An open box is to be formed from a square sheet of carboard (square is 10x10 cm) by cutting squares and then folding up the sides. (the squares cut off are just the corners as they are labeles as an x by x).

A) Find a function for the volume of the box. State the domain of your function.
B)Find the value of x that maximizes the volume.

v = x(10-2x)^2 = 4x(5-x)^2

You can see that v=0 when x=0 or 5, so somewhere in between, there is a maximum, since v>0 in that domain.

A bit of checking shows that x=5/3 makes v max.

To find a function for the volume of the box, you need to determine the dimensions of the box when the corners are cut off and the sides are folded up.

Let's assume that each side length of the square box formed after cutting the corners is y. When the corners are cut off, the dimensions of the resulting box will be (10-2x) by (10-2x) by y.

Thus, the function for the volume of the box can be expressed as V(x) = (10 - 2x) * (10 - 2x) * y.

Now, let's determine the domain of the function.

Since the size of the square cardboard is 10 cm x 10 cm, the maximum length that can be cut off from each side (x) is limited to half of the side length of the square cardboard, which is 10/2 = 5 cm. Therefore, the domain for x is from 0 to 5 cm.

Now, let's move on to determining the value of x that maximizes the volume.
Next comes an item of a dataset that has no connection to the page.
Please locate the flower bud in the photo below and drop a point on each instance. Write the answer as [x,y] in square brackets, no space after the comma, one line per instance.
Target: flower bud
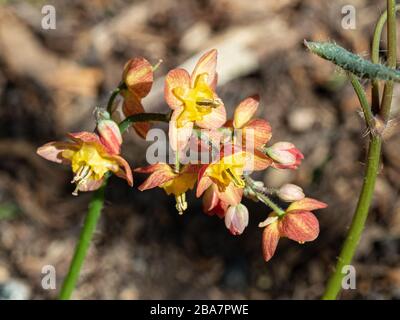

To find the maximum volume, we need to find the critical points of the volume function, which occur when the derivative of the function is equal to zero or does not exist.

Taking the derivative of the volume function V(x) with respect to x:

V'(x) = [(10 - 2x)(10 - 2x) * y]'
= 2(10 - 2x) * (10 - 2x)' * y
= -8(10 - 2x) * y

Setting V'(x) = 0 and solving for x:

-8(10 - 2x) * y = 0
10 - 2x = 0
2x = 10
x = 5

Thus, x = 5 is the critical point that maximizes the volume of the box.

Please note that finding the y value that maximizes the volume requires more information, such as the specific dimensions or constraints of the problem.